WARTALIKA.id – Wali Kota Jakarta Barat, Iin Mutmainnah menegaskan pembangunan infrastruktur jalan bukan sekadar pembangunan fisik, melainkan langkah strategis dalam membangun peradaban dan mendorong akselerasi ekonomi perkotaan.
Hal tersebut disampaikan dalam diskusi publik bertajuk ‘Transportasi dan Jalan dalam Menuju Akselerasi Ekonomi di Kota Jakarta Barat‘ yang digelar Forum Pemuda Peduli Jakarta (FPPJ) di Ruang Wijaya Kusuma Kantor Wali Kota Jakarta Barat, Kamis (7/5/2026).
Dalam sambutannya, Wali Kota Jakbar, Iin Mutmainnah mengapresiasi FPPJ yang telah menggagas forum diskusi lintas wilayah antara Jakarta Barat dan Kota Tangerang terkait pembangunan infrastruktur jalan.
“Membangun jalan sama saja dengan membangun peradaban. Jalan membuka akses dan menjadi penghubung antarwilayah serta mendukung perkembangan kota yang lebih baik,” ujarnya.
Menurutnya, terdapat tiga aspek penting dalam pembangunan wilayah, yakni penguatan isu sosial secara kolektif, koordinasi kewenangan antarpemerintah, serta penerapan skema pembiayaan kreatif (creative financing).
“Pemerintah tidak bisa bekerja sendiri. Pembangunan lintas wilayah harus dikomunikasikan dengan baik agar memberikan manfaat bersama dan tidak menimbulkan friksi sosial,” katanya.
Iin juga mencontohkan rencana pembangunan jalan di kawasan Joglo yang berbatasan langsung dengan Kota Tangerang. Ia menilai koordinasi antarwilayah menjadi hal penting agar pembangunan berjalan efektif.
Sementara itu, Ketua FPPJ, Endriansyah menjelaskan infrastruktur jalan memiliki peran strategis dalam mendukung pertumbuhan ekonomi perkotaan.

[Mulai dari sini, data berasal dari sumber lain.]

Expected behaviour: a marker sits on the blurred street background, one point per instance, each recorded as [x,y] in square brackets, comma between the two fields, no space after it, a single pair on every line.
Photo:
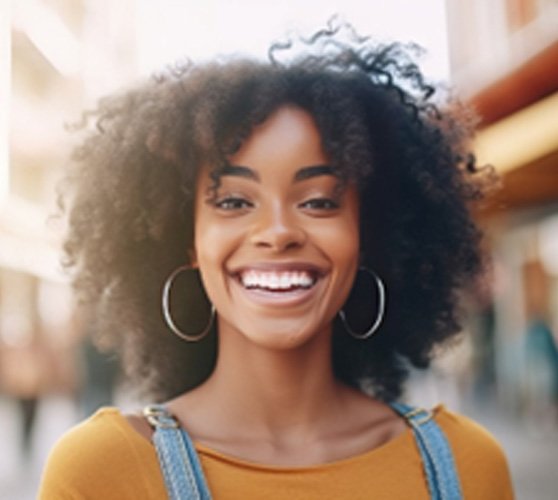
[58,57]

“Jalan yang baik akan menurunkan biaya logistik dan meningkatkan produktivitas kota. Infrastruktur menjadi faktor penting dalam menjaga daya saing Jakarta sebagai pusat ekonomi nasional,” ujarnya.
Ia juga mengapresiasi langkah Pemerintah Kota Jakarta Barat, khususnya Suku Dinas Bina Marga, dalam menjaga kualitas infrastruktur jalan di tengah tingginya mobilitas masyarakat dan aktivitas ekonomi
Untuk diketahui, diskusi tersebut menghadirkan narasumber, Kasudis Bina Marga Jakarta Barat, Taufik Hendayana, perwakilan Dinas Perhubungan Kota Tangerang, Maulana A. Damanik, serta pemerhati sosial Budi Haryadi.